A vida em Camphill é de trabalho árduo, mas também de diversão. Os voluntários sempre buscam meios de quebrar a rotina com festas no meio da semana, com passeios e encontros para jogar conversa fora. Cozinhar juntos e provar de novas culinárias era minha parte favorita. Então, viver em comunidade é uma oportunidade enriquecedora em vários aspectos.
Eu recomendo para todas as pessoas que sintam esse desejo de explorar uma vida diferente por um ano e querem se envolver com um projeto grandioso como a Camphill. Para mim é um grande orgulho ter na minha trajetória de vida o voluntariado na Mourne Grange. Foi muito desafiador em diferentes perspectivas. Embora todas as vezes que eu ousei reclamar da rotina exaustiva que tive, eu fui contemplada com muito carinho e afeto por pessoas que conheci ao longo dessa caminhada.
Eu escrevo hoje esse relato com intuito de estimular as pessoas a conhecerem formas de explorar a vida em outro país, além de se engajarem em algo que vai ajudar a você com um novo idioma, por exemplo. É muito importante compreender que o voluntariado nas Camphill não é um intercâmbio para apender inglês, mas auxilia muito no processo.
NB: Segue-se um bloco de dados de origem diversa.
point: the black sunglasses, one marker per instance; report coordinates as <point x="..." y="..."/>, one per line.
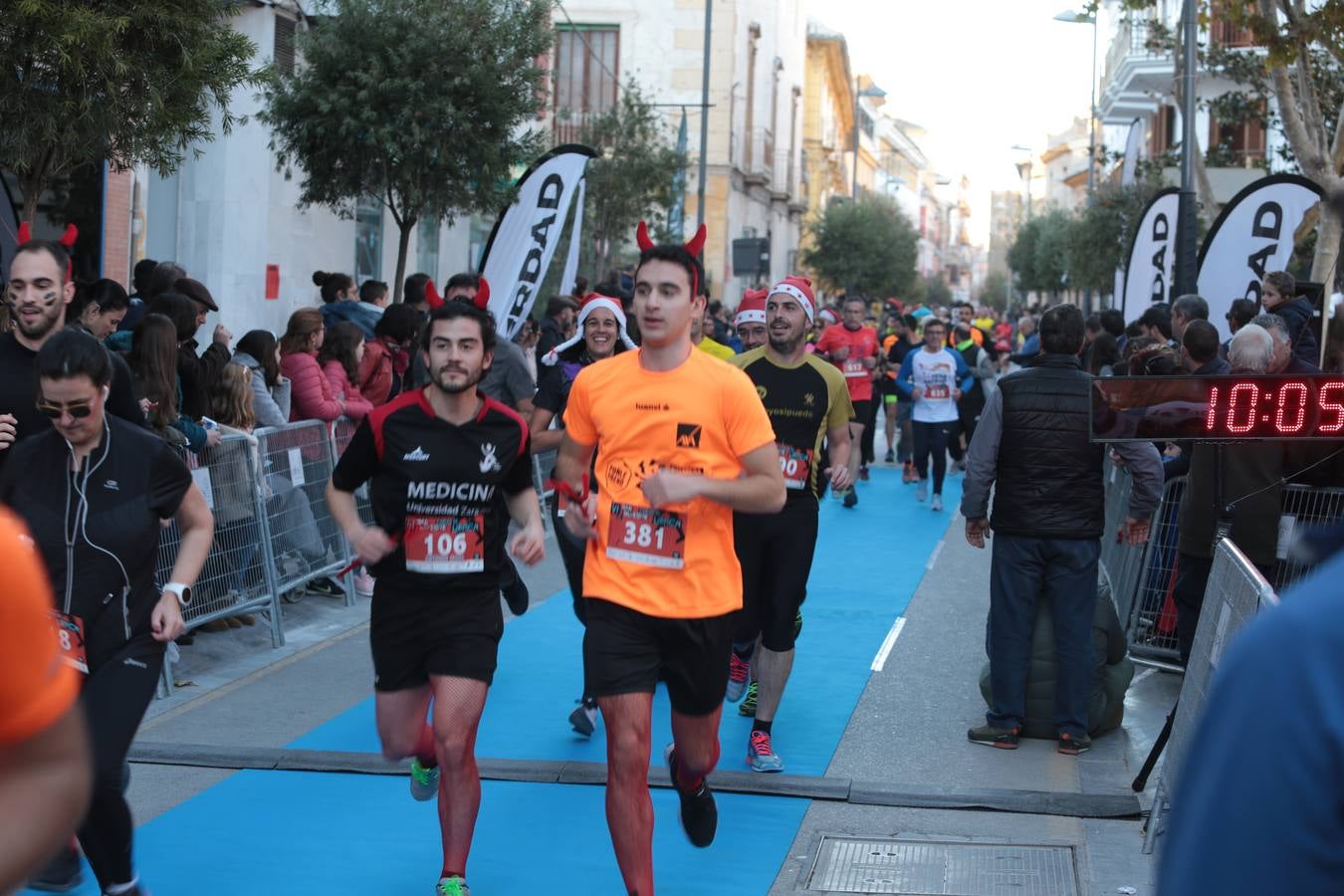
<point x="77" y="410"/>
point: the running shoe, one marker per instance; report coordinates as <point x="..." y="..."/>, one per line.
<point x="738" y="673"/>
<point x="699" y="814"/>
<point x="326" y="587"/>
<point x="423" y="782"/>
<point x="992" y="737"/>
<point x="583" y="719"/>
<point x="748" y="706"/>
<point x="1071" y="746"/>
<point x="453" y="885"/>
<point x="761" y="755"/>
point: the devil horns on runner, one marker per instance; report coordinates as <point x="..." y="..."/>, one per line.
<point x="695" y="246"/>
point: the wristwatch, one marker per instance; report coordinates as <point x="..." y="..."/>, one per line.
<point x="183" y="591"/>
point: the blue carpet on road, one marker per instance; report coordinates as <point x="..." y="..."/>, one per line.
<point x="326" y="833"/>
<point x="868" y="563"/>
<point x="276" y="831"/>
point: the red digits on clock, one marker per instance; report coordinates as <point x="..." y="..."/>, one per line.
<point x="1300" y="421"/>
<point x="1233" y="404"/>
<point x="1336" y="407"/>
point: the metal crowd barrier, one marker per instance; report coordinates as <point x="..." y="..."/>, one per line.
<point x="273" y="531"/>
<point x="1304" y="507"/>
<point x="1235" y="592"/>
<point x="1144" y="576"/>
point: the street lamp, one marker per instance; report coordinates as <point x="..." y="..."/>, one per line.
<point x="1087" y="19"/>
<point x="871" y="91"/>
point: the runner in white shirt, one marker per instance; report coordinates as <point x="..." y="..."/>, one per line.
<point x="934" y="377"/>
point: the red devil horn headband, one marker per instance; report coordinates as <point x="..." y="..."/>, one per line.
<point x="695" y="246"/>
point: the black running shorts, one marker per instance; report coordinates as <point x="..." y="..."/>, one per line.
<point x="776" y="555"/>
<point x="629" y="652"/>
<point x="418" y="634"/>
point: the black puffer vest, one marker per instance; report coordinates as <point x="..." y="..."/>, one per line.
<point x="1050" y="476"/>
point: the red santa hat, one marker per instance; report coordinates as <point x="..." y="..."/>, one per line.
<point x="798" y="288"/>
<point x="752" y="308"/>
<point x="591" y="303"/>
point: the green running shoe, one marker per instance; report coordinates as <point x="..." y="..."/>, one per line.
<point x="423" y="782"/>
<point x="748" y="706"/>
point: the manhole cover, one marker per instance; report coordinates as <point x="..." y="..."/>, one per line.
<point x="932" y="868"/>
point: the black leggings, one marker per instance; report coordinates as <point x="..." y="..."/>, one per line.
<point x="932" y="437"/>
<point x="114" y="700"/>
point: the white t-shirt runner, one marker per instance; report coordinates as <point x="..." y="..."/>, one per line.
<point x="937" y="373"/>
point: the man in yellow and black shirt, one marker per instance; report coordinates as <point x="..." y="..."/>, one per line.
<point x="806" y="400"/>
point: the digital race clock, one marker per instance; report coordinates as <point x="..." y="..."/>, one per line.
<point x="1224" y="408"/>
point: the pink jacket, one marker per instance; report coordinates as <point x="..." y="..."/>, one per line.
<point x="311" y="394"/>
<point x="356" y="406"/>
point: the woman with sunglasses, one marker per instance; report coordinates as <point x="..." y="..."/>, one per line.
<point x="95" y="491"/>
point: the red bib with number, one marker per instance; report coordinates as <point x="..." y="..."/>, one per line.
<point x="795" y="466"/>
<point x="70" y="638"/>
<point x="445" y="545"/>
<point x="647" y="537"/>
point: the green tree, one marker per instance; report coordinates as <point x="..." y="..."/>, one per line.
<point x="997" y="291"/>
<point x="129" y="82"/>
<point x="421" y="104"/>
<point x="866" y="246"/>
<point x="1099" y="234"/>
<point x="632" y="176"/>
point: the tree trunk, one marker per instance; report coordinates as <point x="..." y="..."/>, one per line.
<point x="1325" y="264"/>
<point x="403" y="242"/>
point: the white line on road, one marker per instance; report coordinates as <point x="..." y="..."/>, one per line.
<point x="887" y="644"/>
<point x="933" y="558"/>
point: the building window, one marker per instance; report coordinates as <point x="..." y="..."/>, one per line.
<point x="584" y="76"/>
<point x="426" y="249"/>
<point x="284" y="49"/>
<point x="368" y="239"/>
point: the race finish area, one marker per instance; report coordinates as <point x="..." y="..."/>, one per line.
<point x="360" y="833"/>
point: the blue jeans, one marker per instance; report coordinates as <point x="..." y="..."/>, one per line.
<point x="1023" y="571"/>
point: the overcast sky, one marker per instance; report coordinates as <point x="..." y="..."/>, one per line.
<point x="980" y="76"/>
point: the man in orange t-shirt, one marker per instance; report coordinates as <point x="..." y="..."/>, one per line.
<point x="853" y="348"/>
<point x="682" y="441"/>
<point x="45" y="768"/>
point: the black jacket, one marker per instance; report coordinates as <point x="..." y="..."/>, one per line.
<point x="1050" y="474"/>
<point x="199" y="375"/>
<point x="1297" y="315"/>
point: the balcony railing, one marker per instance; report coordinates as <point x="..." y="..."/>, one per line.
<point x="1133" y="38"/>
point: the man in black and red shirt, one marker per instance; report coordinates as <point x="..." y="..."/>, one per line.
<point x="436" y="460"/>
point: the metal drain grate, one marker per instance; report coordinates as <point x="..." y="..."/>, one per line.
<point x="932" y="868"/>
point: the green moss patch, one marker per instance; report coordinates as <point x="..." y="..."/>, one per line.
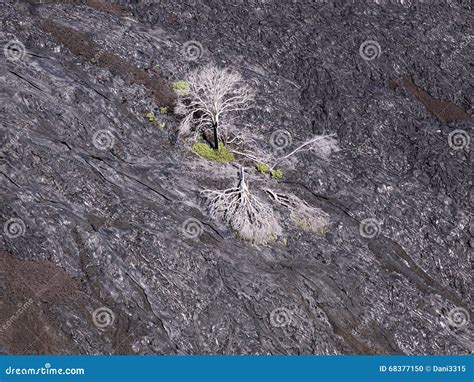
<point x="222" y="155"/>
<point x="262" y="168"/>
<point x="150" y="117"/>
<point x="181" y="87"/>
<point x="277" y="174"/>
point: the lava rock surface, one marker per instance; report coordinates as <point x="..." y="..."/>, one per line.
<point x="106" y="245"/>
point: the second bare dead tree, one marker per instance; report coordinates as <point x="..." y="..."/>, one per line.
<point x="214" y="94"/>
<point x="251" y="218"/>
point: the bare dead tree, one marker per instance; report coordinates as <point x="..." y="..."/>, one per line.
<point x="253" y="220"/>
<point x="303" y="215"/>
<point x="214" y="94"/>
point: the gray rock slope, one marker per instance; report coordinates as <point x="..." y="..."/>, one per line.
<point x="106" y="245"/>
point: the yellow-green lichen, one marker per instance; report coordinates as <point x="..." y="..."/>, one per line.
<point x="277" y="174"/>
<point x="262" y="168"/>
<point x="221" y="155"/>
<point x="150" y="117"/>
<point x="181" y="87"/>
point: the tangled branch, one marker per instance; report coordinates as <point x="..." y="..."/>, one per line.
<point x="244" y="212"/>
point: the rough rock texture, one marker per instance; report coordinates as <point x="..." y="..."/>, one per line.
<point x="104" y="258"/>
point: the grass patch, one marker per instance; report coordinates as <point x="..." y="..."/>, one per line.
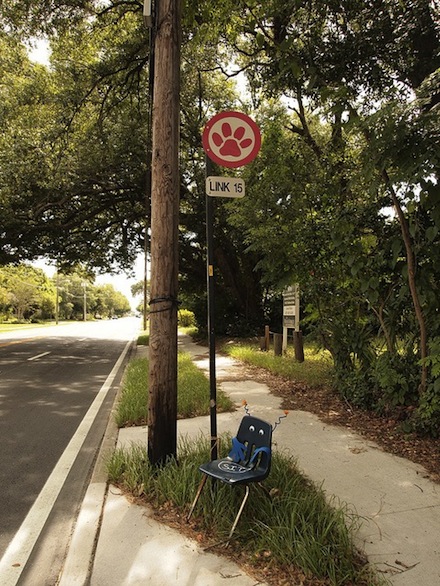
<point x="192" y="392"/>
<point x="316" y="370"/>
<point x="295" y="532"/>
<point x="144" y="338"/>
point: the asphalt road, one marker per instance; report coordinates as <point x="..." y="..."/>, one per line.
<point x="57" y="387"/>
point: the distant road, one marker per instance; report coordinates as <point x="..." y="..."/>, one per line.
<point x="50" y="379"/>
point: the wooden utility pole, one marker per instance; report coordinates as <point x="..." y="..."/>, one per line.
<point x="162" y="411"/>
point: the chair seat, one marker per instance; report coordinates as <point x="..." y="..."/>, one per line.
<point x="248" y="461"/>
<point x="232" y="472"/>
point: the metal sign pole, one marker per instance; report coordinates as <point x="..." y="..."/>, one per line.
<point x="211" y="324"/>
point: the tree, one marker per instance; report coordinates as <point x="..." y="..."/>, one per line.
<point x="26" y="292"/>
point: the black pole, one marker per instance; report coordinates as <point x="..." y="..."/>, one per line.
<point x="211" y="324"/>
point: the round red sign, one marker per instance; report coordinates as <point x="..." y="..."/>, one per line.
<point x="231" y="139"/>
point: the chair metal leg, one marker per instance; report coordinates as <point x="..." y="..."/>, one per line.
<point x="243" y="502"/>
<point x="199" y="492"/>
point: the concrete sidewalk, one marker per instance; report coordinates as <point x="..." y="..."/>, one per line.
<point x="118" y="543"/>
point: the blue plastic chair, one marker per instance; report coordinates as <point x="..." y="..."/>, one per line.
<point x="248" y="461"/>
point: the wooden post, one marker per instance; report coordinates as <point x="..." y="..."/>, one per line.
<point x="162" y="410"/>
<point x="278" y="344"/>
<point x="267" y="337"/>
<point x="298" y="346"/>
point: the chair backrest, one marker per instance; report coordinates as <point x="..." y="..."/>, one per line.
<point x="253" y="443"/>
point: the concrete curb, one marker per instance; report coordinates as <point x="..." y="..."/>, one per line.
<point x="79" y="560"/>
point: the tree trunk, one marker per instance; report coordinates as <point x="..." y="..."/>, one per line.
<point x="411" y="263"/>
<point x="162" y="410"/>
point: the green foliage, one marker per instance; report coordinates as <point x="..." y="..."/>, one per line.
<point x="296" y="528"/>
<point x="316" y="370"/>
<point x="192" y="392"/>
<point x="186" y="318"/>
<point x="26" y="294"/>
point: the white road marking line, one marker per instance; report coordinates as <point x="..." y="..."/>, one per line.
<point x="38" y="356"/>
<point x="21" y="546"/>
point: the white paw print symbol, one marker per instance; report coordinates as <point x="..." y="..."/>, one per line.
<point x="231" y="139"/>
<point x="231" y="143"/>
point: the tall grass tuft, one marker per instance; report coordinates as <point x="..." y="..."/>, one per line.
<point x="192" y="392"/>
<point x="297" y="528"/>
<point x="316" y="370"/>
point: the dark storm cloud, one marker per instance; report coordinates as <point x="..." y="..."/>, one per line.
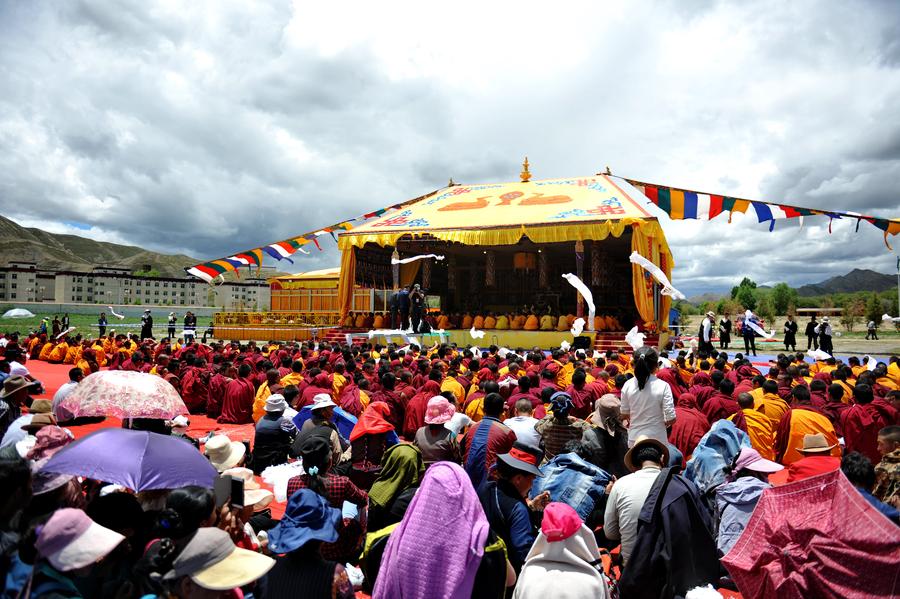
<point x="212" y="128"/>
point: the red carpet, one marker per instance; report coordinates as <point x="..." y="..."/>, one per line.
<point x="53" y="376"/>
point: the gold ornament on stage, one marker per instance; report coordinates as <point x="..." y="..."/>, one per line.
<point x="525" y="175"/>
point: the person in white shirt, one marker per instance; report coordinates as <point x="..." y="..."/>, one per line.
<point x="628" y="494"/>
<point x="523" y="424"/>
<point x="648" y="407"/>
<point x="75" y="377"/>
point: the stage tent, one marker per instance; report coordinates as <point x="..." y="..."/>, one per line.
<point x="501" y="214"/>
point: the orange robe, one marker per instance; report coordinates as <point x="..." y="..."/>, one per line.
<point x="546" y="322"/>
<point x="807" y="422"/>
<point x="46" y="351"/>
<point x="761" y="431"/>
<point x="774" y="407"/>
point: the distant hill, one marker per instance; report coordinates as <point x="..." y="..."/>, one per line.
<point x="70" y="252"/>
<point x="855" y="280"/>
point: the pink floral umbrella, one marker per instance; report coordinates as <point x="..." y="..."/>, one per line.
<point x="124" y="394"/>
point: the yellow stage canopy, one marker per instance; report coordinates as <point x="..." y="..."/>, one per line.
<point x="545" y="211"/>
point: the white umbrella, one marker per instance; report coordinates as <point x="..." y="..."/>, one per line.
<point x="18" y="313"/>
<point x="124" y="394"/>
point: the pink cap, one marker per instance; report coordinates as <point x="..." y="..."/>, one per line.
<point x="749" y="459"/>
<point x="560" y="521"/>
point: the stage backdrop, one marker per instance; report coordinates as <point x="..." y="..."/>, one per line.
<point x="545" y="211"/>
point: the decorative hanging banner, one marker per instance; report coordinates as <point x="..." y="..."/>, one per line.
<point x="283" y="250"/>
<point x="682" y="204"/>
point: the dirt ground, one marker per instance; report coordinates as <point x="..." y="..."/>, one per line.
<point x="854" y="342"/>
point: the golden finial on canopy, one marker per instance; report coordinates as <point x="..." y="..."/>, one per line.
<point x="525" y="174"/>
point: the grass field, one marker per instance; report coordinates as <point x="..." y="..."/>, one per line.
<point x="86" y="323"/>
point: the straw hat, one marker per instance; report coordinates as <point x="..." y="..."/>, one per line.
<point x="816" y="443"/>
<point x="223" y="453"/>
<point x="254" y="494"/>
<point x="14" y="384"/>
<point x="71" y="540"/>
<point x="439" y="410"/>
<point x="321" y="401"/>
<point x="41" y="406"/>
<point x="213" y="561"/>
<point x="644" y="441"/>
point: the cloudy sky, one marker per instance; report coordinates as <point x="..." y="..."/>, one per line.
<point x="212" y="127"/>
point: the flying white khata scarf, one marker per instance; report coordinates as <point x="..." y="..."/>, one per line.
<point x="414" y="258"/>
<point x="658" y="274"/>
<point x="585" y="293"/>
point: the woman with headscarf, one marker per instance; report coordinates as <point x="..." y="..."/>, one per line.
<point x="562" y="562"/>
<point x="690" y="425"/>
<point x="420" y="547"/>
<point x="608" y="437"/>
<point x="369" y="439"/>
<point x="415" y="409"/>
<point x="559" y="428"/>
<point x="308" y="523"/>
<point x="396" y="485"/>
<point x="435" y="440"/>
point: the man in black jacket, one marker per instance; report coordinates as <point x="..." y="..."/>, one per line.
<point x="512" y="516"/>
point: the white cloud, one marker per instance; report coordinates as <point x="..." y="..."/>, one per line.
<point x="218" y="126"/>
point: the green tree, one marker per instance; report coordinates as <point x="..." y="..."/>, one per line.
<point x="874" y="309"/>
<point x="766" y="310"/>
<point x="746" y="297"/>
<point x="745" y="282"/>
<point x="783" y="297"/>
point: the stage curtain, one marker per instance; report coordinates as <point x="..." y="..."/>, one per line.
<point x="347" y="281"/>
<point x="643" y="244"/>
<point x="408" y="272"/>
<point x="503" y="236"/>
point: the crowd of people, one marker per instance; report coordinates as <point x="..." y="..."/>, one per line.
<point x="556" y="474"/>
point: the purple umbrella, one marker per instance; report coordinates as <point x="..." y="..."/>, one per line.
<point x="138" y="460"/>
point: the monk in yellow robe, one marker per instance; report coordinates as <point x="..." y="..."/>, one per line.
<point x="759" y="427"/>
<point x="72" y="355"/>
<point x="547" y="323"/>
<point x="46" y="351"/>
<point x="562" y="323"/>
<point x="772" y="405"/>
<point x="59" y="353"/>
<point x="452" y="385"/>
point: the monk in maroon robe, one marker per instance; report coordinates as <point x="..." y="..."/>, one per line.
<point x="690" y="425"/>
<point x="721" y="404"/>
<point x="237" y="406"/>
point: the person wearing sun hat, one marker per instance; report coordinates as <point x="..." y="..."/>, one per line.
<point x="223" y="453"/>
<point x="817" y="458"/>
<point x="68" y="545"/>
<point x="736" y="499"/>
<point x="15" y="391"/>
<point x="436" y="442"/>
<point x="308" y="522"/>
<point x="645" y="459"/>
<point x="210" y="561"/>
<point x="561" y="563"/>
<point x="273" y="435"/>
<point x="505" y="500"/>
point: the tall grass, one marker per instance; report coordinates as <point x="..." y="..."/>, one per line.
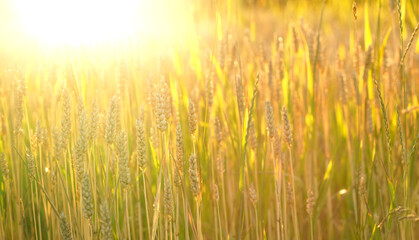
<point x="272" y="128"/>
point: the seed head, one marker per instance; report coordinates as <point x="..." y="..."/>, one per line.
<point x="194" y="176"/>
<point x="168" y="199"/>
<point x="87" y="197"/>
<point x="287" y="128"/>
<point x="270" y="119"/>
<point x="123" y="157"/>
<point x="192" y="118"/>
<point x="141" y="145"/>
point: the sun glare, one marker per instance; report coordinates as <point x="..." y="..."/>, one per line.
<point x="79" y="21"/>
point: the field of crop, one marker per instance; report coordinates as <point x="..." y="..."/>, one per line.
<point x="238" y="120"/>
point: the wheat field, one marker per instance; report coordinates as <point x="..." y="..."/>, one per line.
<point x="250" y="120"/>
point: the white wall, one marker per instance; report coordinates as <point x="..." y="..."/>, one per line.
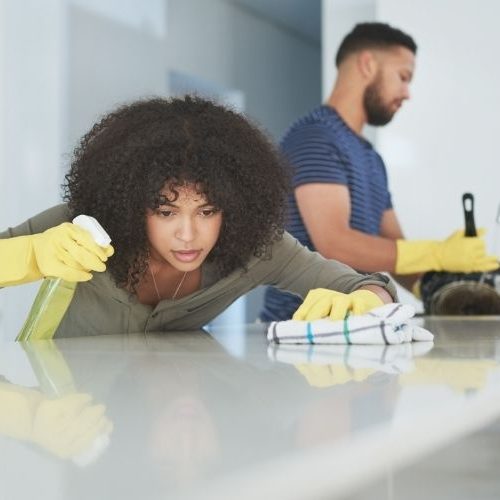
<point x="66" y="62"/>
<point x="32" y="95"/>
<point x="445" y="140"/>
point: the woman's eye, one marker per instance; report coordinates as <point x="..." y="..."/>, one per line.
<point x="207" y="212"/>
<point x="166" y="213"/>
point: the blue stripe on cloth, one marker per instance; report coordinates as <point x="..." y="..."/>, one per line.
<point x="310" y="336"/>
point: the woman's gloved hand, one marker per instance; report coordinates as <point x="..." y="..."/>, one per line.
<point x="69" y="252"/>
<point x="66" y="251"/>
<point x="323" y="303"/>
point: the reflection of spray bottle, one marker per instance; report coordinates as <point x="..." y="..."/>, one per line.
<point x="56" y="382"/>
<point x="55" y="294"/>
<point x="496" y="247"/>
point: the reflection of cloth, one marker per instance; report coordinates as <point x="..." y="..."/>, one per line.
<point x="327" y="365"/>
<point x="387" y="324"/>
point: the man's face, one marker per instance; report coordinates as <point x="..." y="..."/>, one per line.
<point x="390" y="85"/>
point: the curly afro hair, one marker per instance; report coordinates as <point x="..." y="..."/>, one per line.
<point x="130" y="155"/>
O que posso dizer para quem quer ingressar nas comunidades é conheçam bastante a instituição. Seja curioso por tudo que encontrar de informação. Não tenha receio de perguntar sobre a experiência de quem já foi. E por fim...viva a experiência. Todos os voluntários têm diferentes perspectivas sobre como foi viver em uma comunidade, mas todos ficarão contentes em relatar como foi ser parte do movimento Camphill.